Look at what could be done with the £37 billion Britain spends annually on its military and foreign wars.

The UK government has committed itself to a 2 per cent of GDP military spending target for the next five years on the basis of demands for more foreign military interventions.

In each of the last 100 years Britain has been involved in military conflict somewhere on Earth. It is a habitual invader of other countries. Intense Anglo-American imperialist violence has played a key role in creating the current vicious and expanding cycle of conflict in the Middle East, North Africa and other parts of the Third World.

The wars in Afghanistan, Iraq, Libya and elsewhere have been a colossal waste of resources and of lives. A million people (as well as millions of animals) have been killed in the Second Iraq War and, according to a recent study, as many as 2 million people may have died as a result of the global terroristic “war on terror”.

Apart from continuing to cause extreme and mass suffering, these conflicts create immense bitterness against the West, Britain and the US in particular. More than a decade of savage war has shown that violence only breeds more violence and that hatred and bombing cannot bring peace. More interventions will only add fuel to this inferno of hatred and inhumanity.

War constitutes the sunset of civilisation. It should be obvious that money should instead be used to generously invest in re-building these wretched, war-stricken countries, to invest in education and human development, and to build bridges instead of creating more enemies for the West.

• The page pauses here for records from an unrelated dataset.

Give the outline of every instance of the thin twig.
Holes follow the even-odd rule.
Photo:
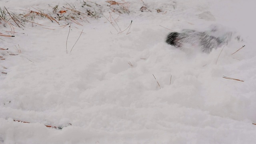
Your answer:
[[[230,79],[230,80],[237,80],[237,81],[240,81],[240,82],[244,82],[243,80],[238,80],[238,79],[236,79],[236,78],[231,78],[228,77],[227,76],[222,76],[222,78],[226,78],[226,79]]]
[[[106,19],[107,19],[107,20],[108,20],[108,22],[109,22],[110,23],[110,24],[111,24],[111,25],[114,27],[114,28],[115,28],[115,29],[116,29],[116,31],[118,32],[118,31],[117,30],[117,29],[116,29],[116,27],[115,27],[115,26],[114,26],[114,25],[113,24],[112,24],[112,23],[111,22],[110,22],[109,20],[108,20],[108,19],[105,16],[102,14],[102,15],[103,15],[103,16],[104,16],[104,17],[105,17],[105,18],[106,18]]]
[[[171,78],[170,80],[170,85],[171,85],[171,82],[172,81],[172,76],[171,75]]]
[[[77,40],[76,40],[76,42],[75,43],[75,44],[74,44],[74,46],[73,46],[73,47],[72,47],[72,48],[71,48],[71,50],[70,50],[70,53],[71,53],[71,51],[72,51],[72,50],[73,50],[73,48],[75,46],[75,45],[76,44],[76,42],[77,42],[77,41],[79,39],[79,38],[80,38],[80,36],[81,36],[81,35],[82,34],[82,33],[83,33],[83,31],[84,31],[84,29],[83,29],[83,30],[82,30],[82,32],[81,32],[81,33],[80,34],[80,35],[79,36],[79,37],[78,37],[78,38],[77,39]]]
[[[14,122],[22,122],[22,123],[27,123],[27,124],[30,124],[30,122],[23,122],[23,121],[21,121],[20,120],[13,120],[14,121]],[[49,126],[49,125],[45,125],[44,126],[45,126],[48,127],[48,128],[54,128],[55,129],[62,129],[62,128],[60,126]]]
[[[241,50],[241,49],[242,49],[242,48],[244,48],[244,47],[245,46],[245,45],[244,45],[242,47],[242,48],[239,48],[238,50],[237,50],[237,51],[236,51],[236,52],[233,53],[233,54],[231,54],[231,55],[233,55],[233,54],[234,54],[234,53],[235,53],[236,52],[238,52],[238,50]]]
[[[161,26],[161,25],[159,25],[159,26],[161,26],[161,27],[163,27],[163,28],[166,28],[166,29],[167,29],[167,30],[170,30],[172,31],[173,31],[173,32],[176,32],[176,31],[174,31],[174,30],[171,30],[171,29],[169,29],[169,28],[166,28],[166,27],[164,27],[164,26]]]
[[[0,50],[8,50],[8,48],[5,49],[5,48],[0,48]]]
[[[130,28],[130,27],[131,26],[131,25],[132,25],[132,21],[131,22],[131,23],[130,24],[130,25],[129,25],[129,26],[128,26],[128,27],[127,27],[127,28],[126,28],[126,29],[125,29],[125,30],[123,30],[122,31],[122,32],[118,32],[118,34],[120,34],[120,33],[122,33],[122,32],[124,32],[124,31],[125,31],[126,30],[127,30],[127,29],[128,29],[128,28]],[[129,29],[129,30],[130,30],[130,28]]]
[[[220,51],[220,54],[219,54],[219,56],[218,56],[218,58],[217,59],[217,60],[216,60],[216,63],[215,63],[215,64],[217,64],[217,62],[218,61],[218,60],[219,59],[219,57],[220,57],[220,54],[221,54],[221,52],[222,52],[222,50],[223,50],[223,48],[224,48],[224,47],[225,47],[225,46],[223,46],[223,48],[222,48],[222,49],[221,50],[221,51]]]
[[[110,12],[108,12],[109,13],[109,15],[110,15],[110,16],[111,16],[111,18],[113,18],[113,19],[114,20],[114,21],[116,23],[116,25],[118,27],[118,28],[119,28],[119,30],[120,31],[121,31],[121,28],[120,28],[120,27],[119,27],[119,26],[118,26],[118,24],[117,24],[117,22],[116,22],[116,20],[115,20],[114,18],[113,18],[113,16],[112,16],[112,15],[111,15],[111,14],[110,14]],[[110,18],[110,20],[111,19]]]
[[[130,61],[129,62],[128,62],[128,64],[130,64],[130,65],[132,66],[133,66],[132,65],[132,64],[131,62],[130,62]]]
[[[154,76],[154,77],[155,78],[155,79],[156,80],[156,77],[155,77],[155,76],[154,75],[154,74],[153,74],[153,76]],[[159,83],[158,83],[158,82],[157,81],[157,80],[156,80],[156,82],[157,82],[157,84],[158,84],[159,87],[160,87],[160,84],[159,84]]]
[[[71,28],[71,24],[69,26],[69,30],[68,31],[68,37],[67,37],[67,40],[66,42],[66,51],[68,54],[68,36],[69,36],[69,32],[70,31],[70,28]]]
[[[16,24],[17,24],[17,25],[19,27],[19,28],[20,28],[20,25],[19,25],[19,24],[17,24],[17,22],[16,22],[16,21],[15,21],[15,20],[14,20],[14,19],[13,18],[12,16],[11,16],[11,14],[9,13],[9,12],[8,12],[8,10],[7,10],[7,9],[6,9],[6,8],[5,6],[4,7],[4,8],[5,8],[5,9],[6,10],[6,11],[7,12],[7,13],[8,13],[8,14],[9,14],[9,15],[10,15],[10,16],[11,17],[11,18],[12,18],[12,20],[13,20],[13,21]]]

Britain’s military spending is already much higher than that of other European countries. Furthermore, the political elite is planning to squander £100 billion of public money on the new generation of Trident nuclear weapons. Military spending increased by 19 per cent in real terms between 1998 and 2008. More than 37 billion pounds are spent each year on the military and on foreign wars (the full figure is much higher and includes the increasing budget given to the security services, the cost of healthcare for veterans, etc.).

A recent report stated that the global cost of war last year alone was US$14 trillion. By comparison, the Food and Agriculture Organization of the UN claims that $30 billion a year would be sufficient to eradicate world hunger, which affects hundreds of millions of people. Professor Jean Ziegler (the UN’s former Special Rapporteur on the Right to Food) stated that around 36 million people are dying as a result of hunger and malnutrition every year. According to these figures, around half of the UK annual military budget would be sufficient to save the lives of tens of millions of starving people each year. The resources squandered on the UK military budget could therefore save the lives of hundreds of millions of people in the space of a single decade. We are living under an evil, grotesquely anti-human system.

Increased military spending is particularly wrong at a time when the Conservative government is implementing severe cuts in the budgets for healthcare, education and welfare. These are core public services which are essential for creating and sustaining civilised public life.

Instead of enriching private military corporations and the rest of the military establishment, resources should be channelled towards improving the education system, building a greener economy, housing the homeless, feeding the poor, and providing the best possible medical care for Britain’s population. Hundreds of thousands of people are facing homelessness in Britain, each year tens of thousands of people die of hypothermia because they cannot afford heating, thousands of people are facing long delays for cancer treatment and thousands of poor children are left to suffer and die each year due to a lack of funds for potentially life-saving cancer treatment. Real existential threats which affect a large segment of the British population are being callously disregarded while the causes and the extent of the terrorist threat are being intentionally misrepresented. One report found that more US citizens die each year due to being crushed by their own furniture than have died as a result of Islamist terrorism since 9/11. Besides, it is the brutal and cynical Anglo-American policy of permanent war and imperialist control which is fomenting extremism and violence. True human security is being sacrificed at the altar of the militarist Moloch. What are we actually defending when we’re shutting down hospitals and fire stations?

The peace movement needs to continually reveal the links between the British establishment’s commitment to perpetual war abroad and permanent structural violence at home. As Tony Benn wrote in 2005: “The Stop the War movement might even be regarded as a Start the Peace movement dedicated to challenging the capitalist concept of globalisation involving exploitation and bloodshed by offering a perspective of internationalism, cooperation and solidarity”.

Militarism and neoliberal austerity are inextricably linked, which is why the anti-war and anti-austerity movements have to work closely together. It is not possible to truly challenge either without challenging both at the same time. Stop the War Coalition is committed to maintaining its vital role in this united struggle for peace and social justice.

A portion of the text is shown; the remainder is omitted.